If $m=xy$ with coprime $x,y>2$, then $2| \varphi(x), \varphi(y)$, giving: \[a^\frac{\varphi(m)}{2}= a^{\varphi(x) \cdot \frac{\varphi(y)}{2}}\equiv 1^\frac{\varphi(y)}{2}=1 \mod x\] and \[a^\frac{\varphi(m)}{2}= a^{\varphi(y) \cdot \frac{\varphi(x)}{2}}\equiv 1^\frac{\varphi(x)}{2}=1 \mod y.\] After handling the easy case $m=2^{k}\geq 8$, this now gives our result because for all other $m$, there are primitive roots.

ZetaX wrote: After handling the easy case $ m = 2^{k}\geq 8$, this now gives our result because for all other $ m$, there are primitive roots.

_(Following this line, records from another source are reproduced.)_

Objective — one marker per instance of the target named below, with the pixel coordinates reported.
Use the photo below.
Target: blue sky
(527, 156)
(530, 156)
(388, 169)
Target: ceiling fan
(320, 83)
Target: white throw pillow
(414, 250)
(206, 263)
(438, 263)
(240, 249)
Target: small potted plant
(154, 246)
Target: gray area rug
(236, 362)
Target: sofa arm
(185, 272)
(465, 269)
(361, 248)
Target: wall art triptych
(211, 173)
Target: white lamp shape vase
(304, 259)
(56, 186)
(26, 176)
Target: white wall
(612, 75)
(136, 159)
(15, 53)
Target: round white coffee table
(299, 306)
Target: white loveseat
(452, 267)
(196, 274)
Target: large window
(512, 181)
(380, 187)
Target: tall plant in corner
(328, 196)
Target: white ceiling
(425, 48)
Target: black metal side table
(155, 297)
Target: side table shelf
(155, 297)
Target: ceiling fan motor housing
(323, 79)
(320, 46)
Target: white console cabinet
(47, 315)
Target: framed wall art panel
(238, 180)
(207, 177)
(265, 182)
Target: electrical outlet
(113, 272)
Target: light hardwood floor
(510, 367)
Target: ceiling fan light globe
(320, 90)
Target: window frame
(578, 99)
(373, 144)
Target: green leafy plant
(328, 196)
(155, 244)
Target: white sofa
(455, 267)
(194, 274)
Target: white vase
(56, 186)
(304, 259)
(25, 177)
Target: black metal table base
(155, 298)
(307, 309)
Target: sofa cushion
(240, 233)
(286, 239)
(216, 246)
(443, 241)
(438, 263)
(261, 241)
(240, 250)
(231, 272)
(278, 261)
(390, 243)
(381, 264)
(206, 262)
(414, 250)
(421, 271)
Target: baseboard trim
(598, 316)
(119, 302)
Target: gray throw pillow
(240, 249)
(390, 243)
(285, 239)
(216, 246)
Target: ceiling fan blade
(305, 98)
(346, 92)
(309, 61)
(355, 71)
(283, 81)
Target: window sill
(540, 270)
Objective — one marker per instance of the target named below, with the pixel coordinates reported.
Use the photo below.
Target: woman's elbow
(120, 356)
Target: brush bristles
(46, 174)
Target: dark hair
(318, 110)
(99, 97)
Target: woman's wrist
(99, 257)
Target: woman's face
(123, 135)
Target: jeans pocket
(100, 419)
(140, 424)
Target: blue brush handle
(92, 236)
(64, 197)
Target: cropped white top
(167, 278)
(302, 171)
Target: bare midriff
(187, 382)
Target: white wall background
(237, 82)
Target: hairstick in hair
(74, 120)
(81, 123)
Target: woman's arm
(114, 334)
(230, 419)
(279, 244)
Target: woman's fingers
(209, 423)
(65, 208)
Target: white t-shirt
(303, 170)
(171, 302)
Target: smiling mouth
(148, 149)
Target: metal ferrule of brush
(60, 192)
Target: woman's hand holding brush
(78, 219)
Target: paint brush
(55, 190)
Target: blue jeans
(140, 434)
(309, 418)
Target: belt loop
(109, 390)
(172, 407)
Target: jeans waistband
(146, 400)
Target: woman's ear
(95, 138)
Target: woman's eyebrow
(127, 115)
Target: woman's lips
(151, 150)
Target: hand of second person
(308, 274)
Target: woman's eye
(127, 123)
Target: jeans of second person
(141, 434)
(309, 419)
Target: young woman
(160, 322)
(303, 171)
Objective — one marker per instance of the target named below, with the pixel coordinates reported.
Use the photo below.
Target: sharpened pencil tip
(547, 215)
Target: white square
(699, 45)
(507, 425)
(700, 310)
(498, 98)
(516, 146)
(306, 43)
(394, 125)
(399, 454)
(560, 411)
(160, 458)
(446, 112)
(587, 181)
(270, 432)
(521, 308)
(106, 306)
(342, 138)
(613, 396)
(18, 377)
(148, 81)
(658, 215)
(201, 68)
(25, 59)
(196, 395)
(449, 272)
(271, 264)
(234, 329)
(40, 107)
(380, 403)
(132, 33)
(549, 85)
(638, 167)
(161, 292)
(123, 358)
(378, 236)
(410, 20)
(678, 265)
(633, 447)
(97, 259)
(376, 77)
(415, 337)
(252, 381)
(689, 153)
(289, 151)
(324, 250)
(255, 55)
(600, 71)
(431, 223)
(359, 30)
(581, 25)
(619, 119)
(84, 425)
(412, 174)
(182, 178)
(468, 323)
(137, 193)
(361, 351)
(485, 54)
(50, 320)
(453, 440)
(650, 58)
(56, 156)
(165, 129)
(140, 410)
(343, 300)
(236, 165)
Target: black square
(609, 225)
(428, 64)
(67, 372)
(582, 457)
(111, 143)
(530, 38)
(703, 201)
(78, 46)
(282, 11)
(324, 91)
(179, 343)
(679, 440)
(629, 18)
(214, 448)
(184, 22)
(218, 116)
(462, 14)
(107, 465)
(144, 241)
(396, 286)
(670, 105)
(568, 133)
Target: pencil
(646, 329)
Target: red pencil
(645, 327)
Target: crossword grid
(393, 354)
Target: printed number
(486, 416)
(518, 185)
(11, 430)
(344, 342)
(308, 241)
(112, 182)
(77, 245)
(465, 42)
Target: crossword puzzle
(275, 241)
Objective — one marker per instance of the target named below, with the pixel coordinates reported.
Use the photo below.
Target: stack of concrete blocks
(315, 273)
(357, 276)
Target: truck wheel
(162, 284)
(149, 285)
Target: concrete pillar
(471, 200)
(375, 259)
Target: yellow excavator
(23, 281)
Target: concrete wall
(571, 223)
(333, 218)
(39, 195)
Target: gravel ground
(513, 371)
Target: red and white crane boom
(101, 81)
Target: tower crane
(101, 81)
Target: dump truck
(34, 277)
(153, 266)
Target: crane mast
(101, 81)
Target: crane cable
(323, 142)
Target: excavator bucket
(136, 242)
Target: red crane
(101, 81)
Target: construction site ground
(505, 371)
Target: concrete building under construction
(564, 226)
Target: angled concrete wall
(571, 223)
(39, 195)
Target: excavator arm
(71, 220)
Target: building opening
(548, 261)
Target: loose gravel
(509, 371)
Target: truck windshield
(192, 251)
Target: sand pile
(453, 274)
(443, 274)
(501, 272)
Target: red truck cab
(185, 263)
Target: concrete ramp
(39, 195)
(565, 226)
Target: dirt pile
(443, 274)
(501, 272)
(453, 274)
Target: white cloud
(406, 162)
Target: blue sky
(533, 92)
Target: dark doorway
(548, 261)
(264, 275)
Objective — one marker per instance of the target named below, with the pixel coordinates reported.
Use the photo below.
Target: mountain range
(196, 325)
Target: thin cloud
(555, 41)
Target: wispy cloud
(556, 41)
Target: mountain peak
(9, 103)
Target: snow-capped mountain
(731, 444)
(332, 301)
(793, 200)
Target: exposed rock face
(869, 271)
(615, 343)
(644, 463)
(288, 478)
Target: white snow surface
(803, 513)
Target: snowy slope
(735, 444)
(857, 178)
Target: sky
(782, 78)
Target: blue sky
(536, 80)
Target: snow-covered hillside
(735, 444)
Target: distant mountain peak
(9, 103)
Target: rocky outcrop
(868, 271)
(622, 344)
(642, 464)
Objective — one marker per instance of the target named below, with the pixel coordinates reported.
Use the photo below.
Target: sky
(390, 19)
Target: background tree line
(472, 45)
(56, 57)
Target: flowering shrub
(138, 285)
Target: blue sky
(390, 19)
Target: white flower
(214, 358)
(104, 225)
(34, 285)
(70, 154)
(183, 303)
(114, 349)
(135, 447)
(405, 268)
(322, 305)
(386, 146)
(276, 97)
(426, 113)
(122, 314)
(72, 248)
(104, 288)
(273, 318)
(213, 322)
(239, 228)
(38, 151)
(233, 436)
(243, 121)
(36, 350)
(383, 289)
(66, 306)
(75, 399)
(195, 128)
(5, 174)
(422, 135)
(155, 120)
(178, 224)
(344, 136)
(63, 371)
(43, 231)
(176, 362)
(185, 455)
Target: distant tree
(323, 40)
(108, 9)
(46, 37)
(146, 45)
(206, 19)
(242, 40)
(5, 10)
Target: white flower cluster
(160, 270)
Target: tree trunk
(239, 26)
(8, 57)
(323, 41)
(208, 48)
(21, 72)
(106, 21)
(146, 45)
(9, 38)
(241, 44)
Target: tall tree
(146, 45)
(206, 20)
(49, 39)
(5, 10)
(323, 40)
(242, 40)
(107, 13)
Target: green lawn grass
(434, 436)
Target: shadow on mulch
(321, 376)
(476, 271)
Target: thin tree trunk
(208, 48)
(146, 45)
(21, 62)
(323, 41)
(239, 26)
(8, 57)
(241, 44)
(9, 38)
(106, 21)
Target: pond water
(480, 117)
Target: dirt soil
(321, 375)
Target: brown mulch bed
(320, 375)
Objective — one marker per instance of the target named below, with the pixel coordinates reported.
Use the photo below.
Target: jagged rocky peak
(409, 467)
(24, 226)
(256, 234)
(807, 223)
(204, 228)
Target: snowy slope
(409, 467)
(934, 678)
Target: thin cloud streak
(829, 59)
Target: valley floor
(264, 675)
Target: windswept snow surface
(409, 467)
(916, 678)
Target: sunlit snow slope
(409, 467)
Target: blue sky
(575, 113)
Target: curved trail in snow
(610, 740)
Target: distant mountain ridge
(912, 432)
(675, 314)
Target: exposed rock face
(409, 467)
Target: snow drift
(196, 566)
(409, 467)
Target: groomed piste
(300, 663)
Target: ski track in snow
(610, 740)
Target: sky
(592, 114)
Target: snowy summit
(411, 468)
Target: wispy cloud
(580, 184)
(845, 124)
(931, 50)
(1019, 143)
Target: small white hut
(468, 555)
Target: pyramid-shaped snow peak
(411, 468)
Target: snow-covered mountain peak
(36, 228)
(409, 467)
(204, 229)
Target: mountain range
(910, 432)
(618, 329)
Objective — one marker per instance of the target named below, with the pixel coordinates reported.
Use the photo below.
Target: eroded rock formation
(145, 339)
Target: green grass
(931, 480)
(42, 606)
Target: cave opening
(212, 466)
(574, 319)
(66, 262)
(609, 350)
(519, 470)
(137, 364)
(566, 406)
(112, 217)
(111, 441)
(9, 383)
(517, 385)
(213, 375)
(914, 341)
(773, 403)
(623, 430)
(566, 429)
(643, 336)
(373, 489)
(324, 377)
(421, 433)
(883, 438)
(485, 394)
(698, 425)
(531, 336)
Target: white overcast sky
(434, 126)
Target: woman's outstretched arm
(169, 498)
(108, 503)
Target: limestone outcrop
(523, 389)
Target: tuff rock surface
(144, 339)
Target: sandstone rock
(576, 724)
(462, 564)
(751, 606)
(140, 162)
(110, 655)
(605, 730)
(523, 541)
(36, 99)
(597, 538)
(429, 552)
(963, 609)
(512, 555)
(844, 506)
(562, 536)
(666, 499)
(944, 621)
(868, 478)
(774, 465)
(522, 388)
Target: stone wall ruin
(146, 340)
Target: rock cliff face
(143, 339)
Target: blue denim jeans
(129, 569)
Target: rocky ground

Is this something you can prove here or just a fact that you know?

It's near to trivial (and well known): As there is no primitive root, we have $ k \geq 3$. Trivial checking gives that $ a^2 \equiv 1 \mod 8$ and inductively we have $ a^{2^{r-2}} \equiv 1 \mod 2^r$ implying (by $ a^{2^{r-2}} =1+2^r b$) that $ a^{2^{r-1}} = (1+2^r b)^2 = 1+ 2^{r+1} b + 2^{2r} b \equiv 1 \mod 2^{r+1}$.

how do u have a=1+(2^r)b? for r = 3, that means a is 1 or 9 mod 16 (if we prove the r+1 case), but that missed the other residues in 16

There is simply a missing exponent.

we prove for any prime factor of $n$ that $||m||_p=k$ that $a^{ \frac{\varphi(m)}{2}}\equiv 1 \; \pmod{p^k}$ first of all it's easy to see that $\varphi(\frac{m}{p^k})$ is even because $\frac{m}{p^k} >2$ now let $x=\frac{\varphi(m)}{2} =\frac{\varphi(\frac{m}{p^k}) \times (p-1)p^{k-1}}{2} =\frac{\varphi(\frac{m}{p^k})}{2} \times (p-1)p^{k-1} \implies \varphi(p^k) \mid x \implies a^x \equiv 1 \mod p^k$ because $p$ was an arbitrary prime factor then $a^x \equiv 1 \mod m$